A total of 1847 patients with unruptured and ruptured intracranial aneurysm from January 2010 to November 2017 were included in this cross-sectional study. Their clinical records and images, including the preoperative presence of CMBs identified by T2-weighted gradient-recalled-echo sequence on magnetic resonance imaging (MRI) were evaluated. Univariate analysis and multivariate logistic regression were done to determine which parameters are independent factors for aneurysm rupture. The incubation period of CMBs related intracranial aneurysm rupture was also evaluated.

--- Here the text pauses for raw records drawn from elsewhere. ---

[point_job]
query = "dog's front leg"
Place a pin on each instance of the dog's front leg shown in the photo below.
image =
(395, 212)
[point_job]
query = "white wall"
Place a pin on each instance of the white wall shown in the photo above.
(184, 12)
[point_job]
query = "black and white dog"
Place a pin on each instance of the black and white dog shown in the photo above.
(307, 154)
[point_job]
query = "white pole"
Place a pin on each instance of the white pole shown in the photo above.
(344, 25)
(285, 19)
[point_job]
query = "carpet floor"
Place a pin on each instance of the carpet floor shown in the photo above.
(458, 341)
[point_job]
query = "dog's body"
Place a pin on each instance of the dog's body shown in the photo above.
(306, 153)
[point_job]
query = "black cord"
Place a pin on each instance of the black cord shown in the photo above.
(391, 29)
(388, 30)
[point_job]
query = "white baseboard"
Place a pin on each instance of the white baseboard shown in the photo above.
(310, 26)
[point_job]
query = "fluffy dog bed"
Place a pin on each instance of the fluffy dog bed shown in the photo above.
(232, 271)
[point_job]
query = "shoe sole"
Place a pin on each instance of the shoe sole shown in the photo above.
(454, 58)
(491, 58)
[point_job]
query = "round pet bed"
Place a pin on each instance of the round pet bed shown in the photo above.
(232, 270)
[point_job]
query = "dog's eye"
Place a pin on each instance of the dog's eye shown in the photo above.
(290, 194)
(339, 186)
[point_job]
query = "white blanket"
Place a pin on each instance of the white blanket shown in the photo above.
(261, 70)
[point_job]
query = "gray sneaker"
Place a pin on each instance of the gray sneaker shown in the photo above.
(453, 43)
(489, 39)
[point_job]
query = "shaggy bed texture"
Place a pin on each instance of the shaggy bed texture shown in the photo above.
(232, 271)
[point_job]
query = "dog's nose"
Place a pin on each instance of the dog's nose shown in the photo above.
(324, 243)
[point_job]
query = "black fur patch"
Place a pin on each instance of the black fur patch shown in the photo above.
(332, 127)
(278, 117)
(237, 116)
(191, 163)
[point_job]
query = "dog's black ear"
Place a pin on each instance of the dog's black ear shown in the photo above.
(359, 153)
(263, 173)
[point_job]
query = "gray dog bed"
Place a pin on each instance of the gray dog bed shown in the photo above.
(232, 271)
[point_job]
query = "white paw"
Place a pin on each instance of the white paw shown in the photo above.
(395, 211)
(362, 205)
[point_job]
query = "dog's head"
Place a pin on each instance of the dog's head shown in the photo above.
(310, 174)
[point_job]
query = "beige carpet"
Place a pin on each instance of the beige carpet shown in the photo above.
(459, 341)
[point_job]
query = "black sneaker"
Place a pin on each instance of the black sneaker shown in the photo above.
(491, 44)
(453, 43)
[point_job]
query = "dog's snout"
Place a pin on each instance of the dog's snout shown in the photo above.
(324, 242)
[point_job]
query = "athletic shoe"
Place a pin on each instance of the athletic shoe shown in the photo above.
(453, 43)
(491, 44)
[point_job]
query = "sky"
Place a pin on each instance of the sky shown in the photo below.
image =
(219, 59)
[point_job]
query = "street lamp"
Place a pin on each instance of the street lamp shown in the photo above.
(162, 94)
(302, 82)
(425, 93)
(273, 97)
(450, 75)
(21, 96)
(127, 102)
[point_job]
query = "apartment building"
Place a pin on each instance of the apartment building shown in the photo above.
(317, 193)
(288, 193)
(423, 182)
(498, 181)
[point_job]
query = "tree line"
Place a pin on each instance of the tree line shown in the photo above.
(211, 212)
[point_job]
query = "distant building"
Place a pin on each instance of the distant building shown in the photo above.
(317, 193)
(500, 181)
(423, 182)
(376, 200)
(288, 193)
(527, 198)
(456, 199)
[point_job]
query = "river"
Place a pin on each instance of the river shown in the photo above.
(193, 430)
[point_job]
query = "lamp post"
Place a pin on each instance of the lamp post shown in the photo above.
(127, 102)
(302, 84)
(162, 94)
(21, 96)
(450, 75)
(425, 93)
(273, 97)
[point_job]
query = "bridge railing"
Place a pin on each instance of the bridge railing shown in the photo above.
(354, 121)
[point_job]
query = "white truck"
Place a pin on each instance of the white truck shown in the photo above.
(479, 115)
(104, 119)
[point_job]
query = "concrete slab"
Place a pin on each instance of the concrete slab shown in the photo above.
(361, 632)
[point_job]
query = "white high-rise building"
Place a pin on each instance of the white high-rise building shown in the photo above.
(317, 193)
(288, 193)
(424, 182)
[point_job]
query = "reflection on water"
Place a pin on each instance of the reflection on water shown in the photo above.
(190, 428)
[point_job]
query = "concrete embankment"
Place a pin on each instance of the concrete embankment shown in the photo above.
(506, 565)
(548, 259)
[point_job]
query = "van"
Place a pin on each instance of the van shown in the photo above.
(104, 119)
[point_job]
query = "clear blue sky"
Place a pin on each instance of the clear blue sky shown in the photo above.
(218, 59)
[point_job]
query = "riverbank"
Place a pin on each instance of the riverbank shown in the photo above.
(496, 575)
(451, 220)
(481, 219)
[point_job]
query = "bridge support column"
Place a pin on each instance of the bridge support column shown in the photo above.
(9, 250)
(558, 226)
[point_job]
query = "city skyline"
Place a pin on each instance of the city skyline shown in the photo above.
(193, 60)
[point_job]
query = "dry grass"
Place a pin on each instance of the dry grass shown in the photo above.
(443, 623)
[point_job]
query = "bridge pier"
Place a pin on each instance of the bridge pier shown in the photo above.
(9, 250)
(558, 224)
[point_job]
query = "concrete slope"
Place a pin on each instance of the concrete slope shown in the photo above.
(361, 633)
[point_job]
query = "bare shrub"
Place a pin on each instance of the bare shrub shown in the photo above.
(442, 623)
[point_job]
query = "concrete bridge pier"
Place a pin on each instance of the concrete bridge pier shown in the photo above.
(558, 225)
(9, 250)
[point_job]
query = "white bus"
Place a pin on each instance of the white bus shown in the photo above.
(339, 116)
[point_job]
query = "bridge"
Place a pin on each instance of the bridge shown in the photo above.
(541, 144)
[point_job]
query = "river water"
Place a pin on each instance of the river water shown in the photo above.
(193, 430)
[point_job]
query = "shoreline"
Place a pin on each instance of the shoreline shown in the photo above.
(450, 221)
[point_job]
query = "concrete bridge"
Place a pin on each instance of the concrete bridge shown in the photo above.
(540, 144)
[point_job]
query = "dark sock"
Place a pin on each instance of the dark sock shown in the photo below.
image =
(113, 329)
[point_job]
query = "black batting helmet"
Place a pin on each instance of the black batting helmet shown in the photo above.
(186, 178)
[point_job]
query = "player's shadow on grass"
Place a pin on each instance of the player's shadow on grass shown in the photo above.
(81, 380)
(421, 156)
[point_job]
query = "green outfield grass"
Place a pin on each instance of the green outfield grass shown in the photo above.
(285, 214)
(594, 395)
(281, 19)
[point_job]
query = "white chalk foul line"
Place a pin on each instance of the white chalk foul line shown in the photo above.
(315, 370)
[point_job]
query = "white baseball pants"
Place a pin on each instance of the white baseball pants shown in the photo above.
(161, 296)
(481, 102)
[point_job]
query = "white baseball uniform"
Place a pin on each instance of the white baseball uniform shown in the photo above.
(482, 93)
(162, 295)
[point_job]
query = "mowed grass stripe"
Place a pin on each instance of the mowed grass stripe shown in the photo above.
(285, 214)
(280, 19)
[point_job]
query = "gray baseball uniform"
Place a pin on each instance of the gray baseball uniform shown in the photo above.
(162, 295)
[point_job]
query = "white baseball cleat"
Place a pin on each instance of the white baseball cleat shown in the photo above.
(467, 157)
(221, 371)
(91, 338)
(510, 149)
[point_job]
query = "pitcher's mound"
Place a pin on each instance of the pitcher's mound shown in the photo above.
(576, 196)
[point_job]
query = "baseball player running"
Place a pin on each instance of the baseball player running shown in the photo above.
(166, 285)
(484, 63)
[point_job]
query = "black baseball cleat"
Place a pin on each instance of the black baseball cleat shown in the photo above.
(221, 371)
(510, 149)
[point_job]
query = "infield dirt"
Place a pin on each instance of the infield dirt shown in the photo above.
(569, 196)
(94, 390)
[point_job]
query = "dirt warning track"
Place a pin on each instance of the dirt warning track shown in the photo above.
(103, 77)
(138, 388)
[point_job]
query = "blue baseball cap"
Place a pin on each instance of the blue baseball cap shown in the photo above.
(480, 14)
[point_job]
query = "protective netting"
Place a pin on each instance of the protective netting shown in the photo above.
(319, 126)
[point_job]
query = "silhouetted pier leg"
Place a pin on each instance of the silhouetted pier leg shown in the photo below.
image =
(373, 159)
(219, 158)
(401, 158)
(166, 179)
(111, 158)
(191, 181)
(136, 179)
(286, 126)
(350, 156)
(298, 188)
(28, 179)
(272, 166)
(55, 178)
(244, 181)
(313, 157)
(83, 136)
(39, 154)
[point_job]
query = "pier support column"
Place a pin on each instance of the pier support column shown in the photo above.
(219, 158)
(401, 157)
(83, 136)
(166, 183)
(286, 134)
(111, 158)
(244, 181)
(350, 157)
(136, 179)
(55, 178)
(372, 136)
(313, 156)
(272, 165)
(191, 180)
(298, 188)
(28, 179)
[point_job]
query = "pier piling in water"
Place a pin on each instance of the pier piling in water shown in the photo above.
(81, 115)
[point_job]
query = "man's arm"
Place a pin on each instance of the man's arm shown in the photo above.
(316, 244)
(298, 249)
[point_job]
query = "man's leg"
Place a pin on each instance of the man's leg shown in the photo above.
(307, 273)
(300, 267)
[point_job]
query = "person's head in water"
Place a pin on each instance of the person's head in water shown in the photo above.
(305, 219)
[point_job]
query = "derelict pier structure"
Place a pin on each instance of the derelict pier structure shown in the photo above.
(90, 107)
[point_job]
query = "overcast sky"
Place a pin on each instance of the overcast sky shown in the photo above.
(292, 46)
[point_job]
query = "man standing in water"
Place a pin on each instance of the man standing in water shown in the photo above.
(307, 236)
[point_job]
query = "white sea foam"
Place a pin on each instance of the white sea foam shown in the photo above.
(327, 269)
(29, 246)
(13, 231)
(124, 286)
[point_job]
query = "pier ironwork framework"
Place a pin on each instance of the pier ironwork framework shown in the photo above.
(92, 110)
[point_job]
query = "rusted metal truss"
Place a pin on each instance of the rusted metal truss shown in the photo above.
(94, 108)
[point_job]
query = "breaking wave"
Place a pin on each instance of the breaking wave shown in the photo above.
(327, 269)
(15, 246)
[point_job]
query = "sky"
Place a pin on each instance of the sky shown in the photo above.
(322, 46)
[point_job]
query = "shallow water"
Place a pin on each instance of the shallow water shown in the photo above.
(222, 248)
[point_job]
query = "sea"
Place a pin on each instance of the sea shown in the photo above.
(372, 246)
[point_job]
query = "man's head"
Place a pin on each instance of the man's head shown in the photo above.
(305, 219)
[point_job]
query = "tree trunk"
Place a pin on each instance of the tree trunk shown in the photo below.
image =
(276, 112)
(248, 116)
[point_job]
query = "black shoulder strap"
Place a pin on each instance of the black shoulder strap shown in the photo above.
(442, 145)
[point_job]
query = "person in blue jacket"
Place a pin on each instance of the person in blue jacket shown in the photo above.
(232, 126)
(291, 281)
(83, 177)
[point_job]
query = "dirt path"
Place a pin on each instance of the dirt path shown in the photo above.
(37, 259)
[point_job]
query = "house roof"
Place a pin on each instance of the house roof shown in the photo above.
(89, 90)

CMBs confirmed by MRI were present in 142 patients, with 7.7% incidence rate (142/1847). Of the total 142 patients with CMBs, 56 patients (including 17 ruptured anrueysms) received endovascular treatment, and other 86 consecutive patients who did not receive emobilization or surgery due to various reasons were followed for 3-49 months. The incidence of CMBs related intracranial aneurysm rupture was 27.9% (24/86) during the follow-up. The incubation period of CMBs related intracranial aneurysm rupture varies from 3 to 27 months (median month, 9.5 months). Multivariate analyses showed CMBs is significantly correlated with the intracranial aneurysm rupture (OR 1.6, 95%C.I. 1.1 to 2.4, P=0.010).

CMBs is independently associated with the intracranial aneurysm rupture. Patient with CMBs has the increased 60% risk of aneurysm rupture than those without ³⁾.